Individual investors in fact play a big role in iCapital’s view of its Asia-Pacific growth prospects. Hong Kong and Singapore are surging as wealth-management booking centers. iCapital commissioned research done by Boston Consulting Group that argues that individuals will make up 10 percent of all capital raised by private equity bunds by 2025.
That’s not yet the case today – particularly in Asia Pacific, where even institutions tend to have less than 10 percent of assets allocated to private and alternative investments. But the rate of growth in this region, particularly for wealthy people, is higher than in the US or Europe.
New structures for illiquids
How then does a platform like iCapital expect to capitalize on this growing wealth? How does it realize the vision of Asia’s rich people using a tech platform to access these asset classes?
Bizzozero says iCapital sees two tactics: product design, and asset class selection.
On product design, the platform is encouraging “semi-liquid” strategies. In private equity, a typical fund lasts for 10 years, sometimes 10 plus two. The first five years are for investing in portfolio companies; the last period is to harvest those investments.

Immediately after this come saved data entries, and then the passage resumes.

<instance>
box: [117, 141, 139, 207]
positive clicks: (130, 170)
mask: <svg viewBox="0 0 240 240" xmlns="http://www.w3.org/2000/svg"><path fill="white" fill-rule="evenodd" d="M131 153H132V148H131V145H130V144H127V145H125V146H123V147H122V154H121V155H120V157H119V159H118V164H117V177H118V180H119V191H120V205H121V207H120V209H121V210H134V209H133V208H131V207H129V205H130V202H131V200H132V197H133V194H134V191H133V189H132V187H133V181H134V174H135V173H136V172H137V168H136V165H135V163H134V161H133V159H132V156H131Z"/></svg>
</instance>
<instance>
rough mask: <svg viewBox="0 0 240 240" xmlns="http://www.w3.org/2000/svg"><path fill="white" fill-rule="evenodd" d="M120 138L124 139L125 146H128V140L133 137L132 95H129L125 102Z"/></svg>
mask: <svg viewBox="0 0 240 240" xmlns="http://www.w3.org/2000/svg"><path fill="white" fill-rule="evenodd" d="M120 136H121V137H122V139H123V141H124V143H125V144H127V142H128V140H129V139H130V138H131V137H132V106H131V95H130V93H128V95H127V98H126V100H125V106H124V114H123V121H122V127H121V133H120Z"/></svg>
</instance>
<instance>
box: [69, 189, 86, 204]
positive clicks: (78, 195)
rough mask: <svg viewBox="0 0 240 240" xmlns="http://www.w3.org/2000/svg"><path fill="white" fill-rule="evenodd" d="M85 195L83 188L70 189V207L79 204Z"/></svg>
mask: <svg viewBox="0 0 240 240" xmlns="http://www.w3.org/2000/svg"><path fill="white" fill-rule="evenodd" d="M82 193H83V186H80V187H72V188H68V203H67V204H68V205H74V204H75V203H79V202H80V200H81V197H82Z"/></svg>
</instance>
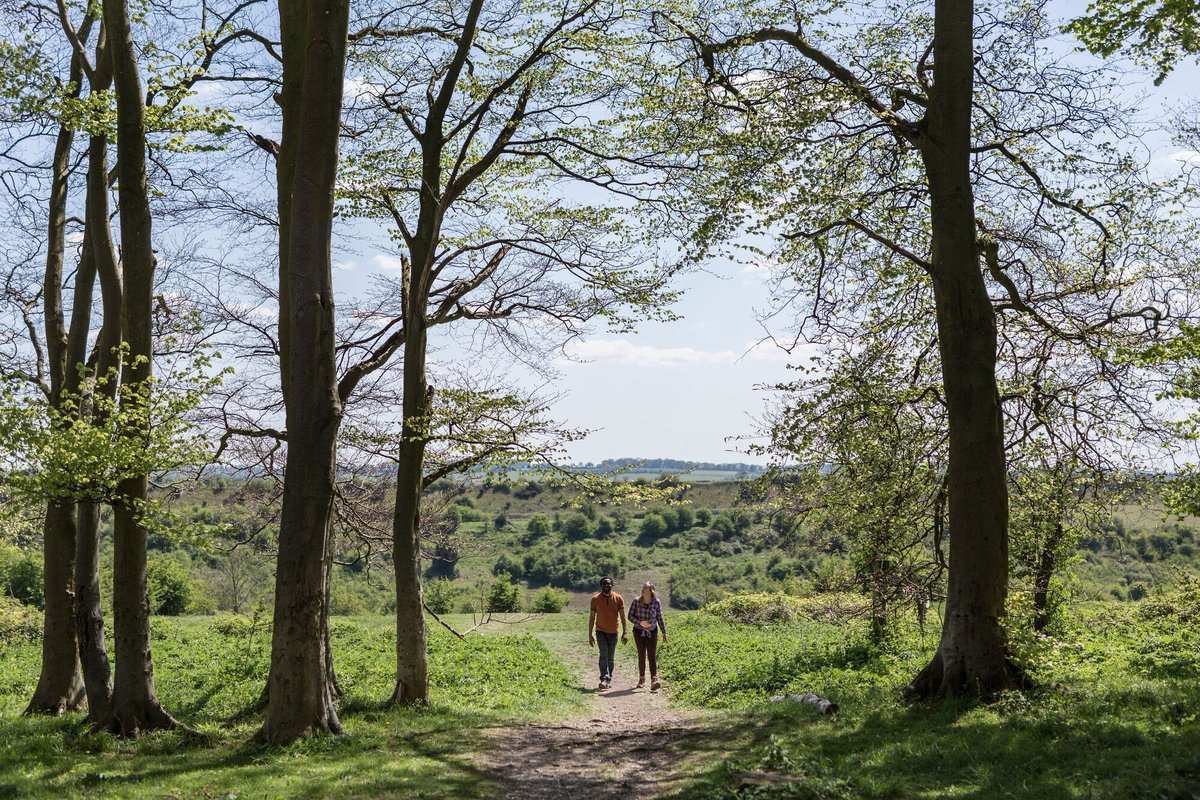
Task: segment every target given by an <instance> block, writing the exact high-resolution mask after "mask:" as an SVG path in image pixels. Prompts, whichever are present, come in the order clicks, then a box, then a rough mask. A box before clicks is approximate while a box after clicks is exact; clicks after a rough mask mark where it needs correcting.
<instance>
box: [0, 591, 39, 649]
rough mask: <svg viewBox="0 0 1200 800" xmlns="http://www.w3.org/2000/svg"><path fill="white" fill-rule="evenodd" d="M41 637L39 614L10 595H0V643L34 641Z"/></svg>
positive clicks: (19, 643) (29, 607)
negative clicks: (25, 605) (11, 596)
mask: <svg viewBox="0 0 1200 800" xmlns="http://www.w3.org/2000/svg"><path fill="white" fill-rule="evenodd" d="M41 638H42V616H41V614H38V613H37V612H35V610H34V609H32V608H30V607H29V606H25V604H24V603H20V602H18V601H17V600H13V599H12V597H6V596H4V595H0V645H10V644H22V643H26V642H29V643H34V642H38V640H40V639H41Z"/></svg>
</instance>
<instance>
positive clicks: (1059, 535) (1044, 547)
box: [1033, 522, 1066, 631]
mask: <svg viewBox="0 0 1200 800" xmlns="http://www.w3.org/2000/svg"><path fill="white" fill-rule="evenodd" d="M1064 536H1066V529H1064V528H1063V525H1062V522H1055V523H1054V530H1052V533H1051V534H1050V535H1049V536H1048V537H1046V540H1045V541H1044V542H1042V553H1040V555H1039V557H1038V566H1037V570H1036V571H1034V575H1033V630H1034V631H1044V630H1045V628H1046V626H1048V625H1050V582H1051V581H1054V573H1055V572H1056V571H1057V569H1058V559H1057V558H1056V554H1057V552H1058V545H1060V543H1061V542H1062V540H1063V537H1064Z"/></svg>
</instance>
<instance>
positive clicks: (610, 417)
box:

PE and related portfolios in real estate and infrastructure are built to be long term and illiquid, and the final returns are meant to outperform public markets because they pay a premium for illiquidity. This suits pension funds, endowments, and other long-term investors, which often manage against long-term liabilities.
Rich people and family offices, however, do not necessarily want their money locked up for so long. They are not trying to match liabilities. Unlike institutional investors, which as a group are pretty similar and predictable, family money is idiosyncratic.
Therefore iCapital works with its asset managers to structure funds that allow for fast redemptions – annually, or quarterly, or even monthly.
Bizzozero says this structure seems to work better for individual investors: “Although we are seeing 10-year funds win assets in Asia, the semi-liquid strategies are gaining more traction.”
The other tactic is around asset class. Private debt – loans to private companies – is a booming but niche part of the private-markets sector. It provides income, a feature that Asian investors have typically favored. And loans are structured across a variety of tenors, making credit easier to package into semi-liquid funds.